Le surlendemain, comme je passais, il me cria de lui-même : « Monsieur, Gott der Vater, Gott der Sohn ». Il avait oublié Gott der heilige Geist, mais je le lui rappelai et il me fit de nouveau pitié. On l’emmena et je ne le vis plus. Vingt-trois ans après, je me trouvais un matin dans mon cabinet, la tête déjà blanche, quand un jeune homme florissant que j’étais incapable de reconnaître entra soudain, leva le doigt et dit en riant : « Gott der Vater, Gott der Sohn und Gott der heilige Geist ! Je viens d’arriver et je tiens à vous remercier pour la livre de noisettes, car personne à part vous ne m’en a jamais acheté. » Je me rappelai alors mon heureuse jeunesse et le pauvre enfant nu-pieds ; je fus retourné et lui dis : « Tu es un jeune homme reconnaissant, puisque tu n’as pas oublié cette livre de noisettes que je t’ai apportée dans ton enfance. » Je le serrai dans mes bras et je le bénis en pleurant. Il riait… car le Russe rit souvent quand il faudrait pleurer. Mais il pleurait aussi, je l’ai vu. Et maintenant, hélas !…
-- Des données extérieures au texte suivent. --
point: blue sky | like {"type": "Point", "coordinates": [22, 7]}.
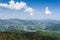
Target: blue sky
{"type": "Point", "coordinates": [35, 9]}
— Et maintenant, je pleure, Allemand, et maintenant je pleure, homme de Dieu ! » cria tout à coup Mitia.

Quoi qu’il en soit, cette historiette produisit une impression favorable. Mais le principal effet en faveur de Mitia fut produit par la déposition de Catherine Ivanovna, dont je vais parler. En général, quand ce fut le tour des témoins à décharge[2], le sort parut sourire à Mitia, inopinément pour la défense elle-même. Mais avant Catherine Ivanovna, on interrogea Aliocha, qui se rappela soudain un fait paraissant réfuter positivement un des points les plus graves de l’accusation.

  1. En allemand : Dieu le Père, Dieu le Fils, Dieu le Saint-Esprit.
  2. En français dans le texte.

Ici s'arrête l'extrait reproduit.